This weekend one of my favorite bands won free concert tickets on Twitter. They tweeted about the message they received from another Twitter user.
Figure 1. Sarcastic tweet about free concert tickets
This type of scam looked familiar from a security standpoint. Upon further investigation, we at Symantec Security Response confirmed these suspicions.
Figure 2. Spam account replies to specific tweet
I wrote a blog about free stuff on social networks and how it was not free about a year ago. These fake accounts were offering free devices and free gift cards to users tweeting specific keywords. In this case, the band wrote about their albums of the year (AOTY) picks, which mentioned Kanye West in the tweet. His name was used as a keyword that a random fake account was monitoring, which led to a reply offering free concert tickets. If a Twitter user tweets the name of an artist (e.g., Kanye, J. Cole, Jay-Z, Beyoncé), they are likely to receive one of these tweets.

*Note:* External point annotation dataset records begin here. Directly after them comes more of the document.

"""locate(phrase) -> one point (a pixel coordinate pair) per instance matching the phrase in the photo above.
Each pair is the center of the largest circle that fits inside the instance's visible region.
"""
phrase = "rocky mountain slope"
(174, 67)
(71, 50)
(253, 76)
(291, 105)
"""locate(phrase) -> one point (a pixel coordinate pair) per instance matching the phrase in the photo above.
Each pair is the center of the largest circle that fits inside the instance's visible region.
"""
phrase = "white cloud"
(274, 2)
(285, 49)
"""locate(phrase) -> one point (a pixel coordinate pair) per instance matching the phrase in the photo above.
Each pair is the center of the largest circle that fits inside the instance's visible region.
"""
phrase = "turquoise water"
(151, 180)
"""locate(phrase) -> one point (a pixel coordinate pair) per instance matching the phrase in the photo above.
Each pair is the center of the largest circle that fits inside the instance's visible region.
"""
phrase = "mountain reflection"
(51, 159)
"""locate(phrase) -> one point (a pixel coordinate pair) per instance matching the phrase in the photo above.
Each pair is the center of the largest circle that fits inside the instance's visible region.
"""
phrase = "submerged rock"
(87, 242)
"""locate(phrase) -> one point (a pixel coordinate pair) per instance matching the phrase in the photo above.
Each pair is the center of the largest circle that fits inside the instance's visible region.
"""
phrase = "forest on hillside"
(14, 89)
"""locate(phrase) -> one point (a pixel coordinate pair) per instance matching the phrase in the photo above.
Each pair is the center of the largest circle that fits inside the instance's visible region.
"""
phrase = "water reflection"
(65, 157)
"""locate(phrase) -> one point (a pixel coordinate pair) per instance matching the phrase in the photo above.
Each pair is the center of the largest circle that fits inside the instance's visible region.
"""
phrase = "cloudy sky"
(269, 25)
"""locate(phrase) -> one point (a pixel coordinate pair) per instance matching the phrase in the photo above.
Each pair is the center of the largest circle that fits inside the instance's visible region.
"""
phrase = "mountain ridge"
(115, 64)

106 & Park is a music video countdown show that airs weekdays on BET (Black Entertainment Television). The show has an official Twitter account that has over 5 million followers and over 13,000 tweets. The fake Twitter accounts are using the official logo and background image to try to convince users that they are legitimate. However, these fake Twitter accounts typically have no followers and only a couple of tweets, making it obvious that this is a scam.
Figure 3. Official 106 & Park Twitter account
Figure 4. Fake 106 & Park Twitter account
One thing to note here is that unlike before, these scam accounts are not providing a direct link to users in their reply. Instead, they are asking users to visit their profile page in order to click on a link in their profile bio.

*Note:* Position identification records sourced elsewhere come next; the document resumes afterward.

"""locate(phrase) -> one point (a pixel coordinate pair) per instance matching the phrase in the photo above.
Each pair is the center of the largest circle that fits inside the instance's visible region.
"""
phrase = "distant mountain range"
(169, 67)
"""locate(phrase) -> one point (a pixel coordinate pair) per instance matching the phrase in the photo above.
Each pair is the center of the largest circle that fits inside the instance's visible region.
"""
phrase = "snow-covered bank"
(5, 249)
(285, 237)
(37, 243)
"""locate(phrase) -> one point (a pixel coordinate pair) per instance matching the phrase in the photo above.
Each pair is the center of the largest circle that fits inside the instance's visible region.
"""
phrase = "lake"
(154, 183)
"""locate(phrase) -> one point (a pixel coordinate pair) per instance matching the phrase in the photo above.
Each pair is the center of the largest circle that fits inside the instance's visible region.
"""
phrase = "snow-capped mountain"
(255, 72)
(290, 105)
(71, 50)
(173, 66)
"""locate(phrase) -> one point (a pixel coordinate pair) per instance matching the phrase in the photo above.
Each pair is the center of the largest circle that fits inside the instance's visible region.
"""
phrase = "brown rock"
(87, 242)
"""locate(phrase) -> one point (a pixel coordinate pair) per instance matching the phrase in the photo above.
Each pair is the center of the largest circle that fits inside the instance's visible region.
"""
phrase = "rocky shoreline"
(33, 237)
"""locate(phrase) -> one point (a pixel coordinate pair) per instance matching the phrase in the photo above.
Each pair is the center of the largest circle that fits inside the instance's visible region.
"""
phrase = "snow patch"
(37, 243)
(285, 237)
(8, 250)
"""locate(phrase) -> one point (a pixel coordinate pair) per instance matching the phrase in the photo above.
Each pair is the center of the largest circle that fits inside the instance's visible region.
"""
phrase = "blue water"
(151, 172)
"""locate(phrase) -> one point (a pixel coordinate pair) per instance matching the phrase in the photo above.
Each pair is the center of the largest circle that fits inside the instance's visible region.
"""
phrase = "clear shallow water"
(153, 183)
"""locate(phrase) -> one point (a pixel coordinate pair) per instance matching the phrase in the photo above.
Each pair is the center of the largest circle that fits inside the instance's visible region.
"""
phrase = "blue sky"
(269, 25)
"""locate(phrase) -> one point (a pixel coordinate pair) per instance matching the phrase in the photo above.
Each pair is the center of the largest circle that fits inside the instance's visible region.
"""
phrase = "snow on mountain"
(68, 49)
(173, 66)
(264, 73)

Users that click on this link will be directed to a page that contains more BET branding, featuring images of some of today’s most well-known artists.
Figure 5. Free ticket scam landing page
Clicking on the “CLAIM MY VIP TICKETS” button on a computer leads users to a page that requests personal information from the user. However, it does not appear that this information is captured by the scammers. Rather, this is for cosmetic purposes, to make it appear as though this free ticket offer is legitimate.
Figure 6. V.I.P. Giveaway page requests personal information
If users visit the same page from a mobile phone, they are asked to install one out of a choice of several applications instead. This is one way to make money from a scam like this, through affiliate programs, and scammers have just recently started using these mobile affiliate programs. One of the most recent examples targeted users of Twitter’s video sharing service, Vine.
Figure 7. Mobile affiliate program for app installation
Figure 8. Fake page offering free tickets to One Direction and Justin Bieber concerts
Similar scam tweets
In recent months, fans tweeting about pop stars One Direction, Justin Bieber, and Rihanna or their respective tours received the same type of scam tweets. In these cases, the landing pages for the scams asked them to fill out surveys, another common method scammers use to monetize these campaigns.
Figure 9. Fake page offering free tickets to Rihanna’s Diamonds tour
Right now, there are hundreds of fake accounts on Twitter spreading these types of scams. The most prominent one is the concert ticket scam. However, we are also seeing this exact type of scam with other lures, including:
- Free exercise equipment for users tweeting about the gym or working out
- Entry in a prize sweepstakes for $5,000 for users tweeting about being bored
- Access to an exclusive jobs database for users tweeting about work or jobs
If you’re a Twitter user and you receive a message claiming that you’re the winner of one of these prizes, you should immediately question it, be wary about clicking on any links, and report these fake accounts to Twitter.
When it comes to being a modern fan, if you’re offered free concert tickets, be very skeptical. Check the official social media accounts for the brands or artists to verify and if you’re still not sure, recognize that it is likely a scam.